I don’t understand any of this physics stuff but I thought this was amusing. If Lisi turns out to be right then “Holy crap, that’s it!” will be immortalized right alongside Archimide’s “Eureka!”
I haven’t looked over this in detail, yet. But from a quick skim, it looks like all he’s found is that a lot of the groups associated with various physical phenomena can be found embedded as subgroups of E8. Which is not really all that surprising, in itself: The groups used in physics are mostly pretty simple, and E8 is very large and complicated. I’d be more surprised if it didn’t contain all of the interesting physics groups as subgroups.
The meaty part is the claim that there’s some significance to the way these subgroups are embedded, and that the relationships between the subgroups says something about the relationships between the theories the subgroups represent. That, I would need to look in a lot more detail before passing judgement.
One very good thing about this idea, is that he’s able (or at least, so he claims) to determine masses for some of these “new” particles, and that some of them might fall into the range of the LHC. If he (or others working on this) can make predictions of such masses, they’ve got themselves a testable hypothesis, and when the LHC is turned on, we’ll be able to say whether they’re right or not. In this respect, at least, they’re far ahead of the String Model, which can’t really make any substantive testable predictions: Whenever a string model test comes up negative, there’s so far always been some way to tweak the parameters of the model so it’s still consistent with the results.

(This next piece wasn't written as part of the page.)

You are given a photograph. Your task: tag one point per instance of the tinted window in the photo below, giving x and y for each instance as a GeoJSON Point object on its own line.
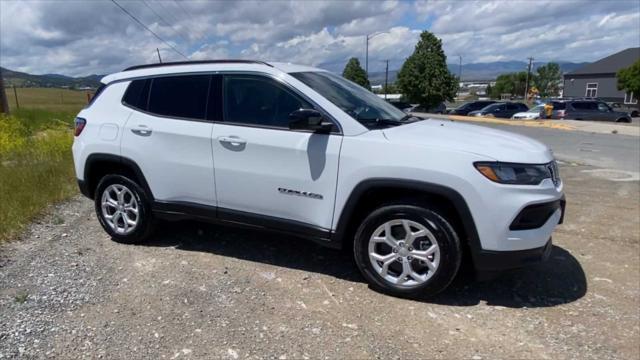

Doesn’t this just make string theory “a very neat idea” instead of a valid hypothesis? I mean, if you can explain away any inconsistencies, why even consider that it would be valid?
A group is a set G together with an operation * that takes two elements of G and produces another one. There are a few properties that have to hold[ol][li]a * (b * c) = (a * b) * c[]There is an element e in G such that for any element a, a * e = e * a = a.[]For every element a in G, there is an element b such that a * b = b * a = e.[/ol]Note that we don’t require that a * b = b * a, although it’s always nice to work with groups where that does hold. [/li]
Take the real numbers together with addition. It’s easy to verify that this is a group, but it has one other really nice property: the operator * has a derivative. That’s basically what you need to make it a Lie group (pronounced Lee, by the way), although the definition is a little bit more general.
I need a little bit more notation to explain what it means for a group to be simple. If g is an element of G, and N is a subset, then gN is the subset you get by taking every n in N and replacing it with gn. Similarly, Ng is the set you get by replacing every n in N with ng. If N is a group, g is an element of g, and h satisfies gh = e, gNh is a group as well.
If it turns out that no matter which g you pick, gNh = N, we say that N is a normal subgroup of G. Normal subgroups are pretty important in group theory, so you spend a lot of time talking about them. In particular, you might be interested in knowing which subgroups of a group G are normal. If it turns out that the only ones are G itself and {e} (which is a subgroup of any group), we say that G is simple.
The interesting thing about the finite simple Lie groups is that all but a finite number of them follow one of a few patterns. The ones that don’t are called exceptional, and E8 is the largest of them.